A 17-year-old boy has been sentenced at Ipswich Youth Court to a 16-month detention and training order for a series of online child sex offences, including sexual exploitation, encouraging self-harm, and making death threats. The teenager, who cannot be named for legal reasons, was also issued a five-year Sexual Harm Prevention Order.
Offences and Guilty Pleas
The boy had previously pleaded guilty to eight offences: two counts of causing or inciting the sexual exploitation of a child, two counts of encouraging or assisting serious self-harm, and four counts of sending threatening communications. Suffolk Police stated that the offences primarily occurred in 2025.
Evidence showed the boy used online platforms to target vulnerable young people, pressuring them into harmful actions and issuing repeated death threats to individuals in the UK and abroad. Several threats were made while impersonating victims, leading to real-world emergency deployments by police agencies in the USA.
Links to Extremist Online Groups
The investigation revealed the boy's involvement in extremist online groups, including '764' and '1414', which target vulnerable individuals, often children, through social media. These groups coerce victims into sadistic practices, sextortion, self-harm, and even suicide. The 764 group originated as an offshoot of the satanic Neo-Nazi group 'The Order of Nine Angels'.
The FBI has previously warned that 764 targets minors aged 8 to 17, especially LGBTQ+ youth, racial minorities, and those with mental health issues.
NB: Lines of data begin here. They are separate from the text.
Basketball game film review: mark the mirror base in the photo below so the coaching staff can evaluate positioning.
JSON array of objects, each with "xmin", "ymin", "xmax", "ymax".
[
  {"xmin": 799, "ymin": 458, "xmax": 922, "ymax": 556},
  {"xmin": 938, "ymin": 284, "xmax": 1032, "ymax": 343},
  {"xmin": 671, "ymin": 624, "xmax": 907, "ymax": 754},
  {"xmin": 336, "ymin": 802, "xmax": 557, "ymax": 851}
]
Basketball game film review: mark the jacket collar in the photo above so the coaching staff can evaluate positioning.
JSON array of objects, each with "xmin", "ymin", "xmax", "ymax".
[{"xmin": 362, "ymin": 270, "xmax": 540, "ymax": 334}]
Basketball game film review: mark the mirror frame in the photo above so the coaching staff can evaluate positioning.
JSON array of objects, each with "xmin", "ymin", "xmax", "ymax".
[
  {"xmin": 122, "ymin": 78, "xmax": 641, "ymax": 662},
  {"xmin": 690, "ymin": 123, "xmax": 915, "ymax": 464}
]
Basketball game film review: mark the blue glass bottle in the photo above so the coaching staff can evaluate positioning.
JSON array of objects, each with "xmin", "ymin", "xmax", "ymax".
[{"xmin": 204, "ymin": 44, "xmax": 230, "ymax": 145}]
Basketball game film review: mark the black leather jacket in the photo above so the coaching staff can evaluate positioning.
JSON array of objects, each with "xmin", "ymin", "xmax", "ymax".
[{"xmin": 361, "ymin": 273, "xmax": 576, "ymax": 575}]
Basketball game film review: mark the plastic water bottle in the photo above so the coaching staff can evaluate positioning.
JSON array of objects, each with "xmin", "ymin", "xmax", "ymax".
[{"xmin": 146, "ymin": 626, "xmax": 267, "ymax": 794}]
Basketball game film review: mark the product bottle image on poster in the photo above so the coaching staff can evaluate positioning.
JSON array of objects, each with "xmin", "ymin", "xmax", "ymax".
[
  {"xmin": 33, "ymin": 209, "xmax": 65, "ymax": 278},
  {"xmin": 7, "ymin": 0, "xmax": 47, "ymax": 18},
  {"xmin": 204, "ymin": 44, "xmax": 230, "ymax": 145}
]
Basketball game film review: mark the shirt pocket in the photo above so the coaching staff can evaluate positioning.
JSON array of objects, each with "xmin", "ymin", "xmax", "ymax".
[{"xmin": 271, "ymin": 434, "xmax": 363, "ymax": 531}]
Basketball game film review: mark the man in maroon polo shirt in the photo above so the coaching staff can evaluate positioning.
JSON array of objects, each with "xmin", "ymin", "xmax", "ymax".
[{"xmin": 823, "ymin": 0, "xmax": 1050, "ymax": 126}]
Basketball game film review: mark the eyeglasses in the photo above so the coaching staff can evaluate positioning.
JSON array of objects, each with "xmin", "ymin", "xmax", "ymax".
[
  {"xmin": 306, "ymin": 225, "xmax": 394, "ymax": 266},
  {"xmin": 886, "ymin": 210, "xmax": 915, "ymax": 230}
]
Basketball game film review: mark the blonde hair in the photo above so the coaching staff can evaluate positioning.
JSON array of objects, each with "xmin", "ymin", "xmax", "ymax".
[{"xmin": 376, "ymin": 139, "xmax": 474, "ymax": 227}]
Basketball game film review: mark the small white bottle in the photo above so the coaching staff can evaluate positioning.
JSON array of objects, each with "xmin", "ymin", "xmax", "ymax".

Groups initially contact victims on platforms like Roblox, Discord, and Twitch, then move to private platforms like Telegram to demand recordings of self-mutilation, animal abuse, or child sexual abuse material.
International Impact and Investigation
The boy's activities included 'swatting'—hoax calls to emergency services to provoke armed police responses—and 'doxxing', the release of sensitive information for harassment. Digital examinations found doxxing files, swatting scripts, searches for victims' home addresses in the USA, and contact details for foreign police departments. The investigation required cooperation between Suffolk Police, international law enforcement, and safeguarding agencies.
Detective Constable Alfie Bailey of the Safeguarding Investigation Unit said: "This investigation uncovered a sustained and deeply concerning pattern of organised and covert online offending. The young suspect engaged in multiple forms of serious criminal behaviour, including the sexual exploitation of children, the deliberate encouragement of self-harm, and repeated threats of violence and death. His behaviour placed children, families and the wider public at immediate and substantial risk and wasted a significant amount of hours of police time and resources."
Sentencing and Protective Orders
In addition to the 16-month detention and training order, the court imposed a five-year Sexual Harm Prevention Order. Suffolk Police emphasised the seriousness of the offending, noting the complexity of the case and its international reach. The force urged parents and guardians to monitor children's online activity and report suspicious behaviour.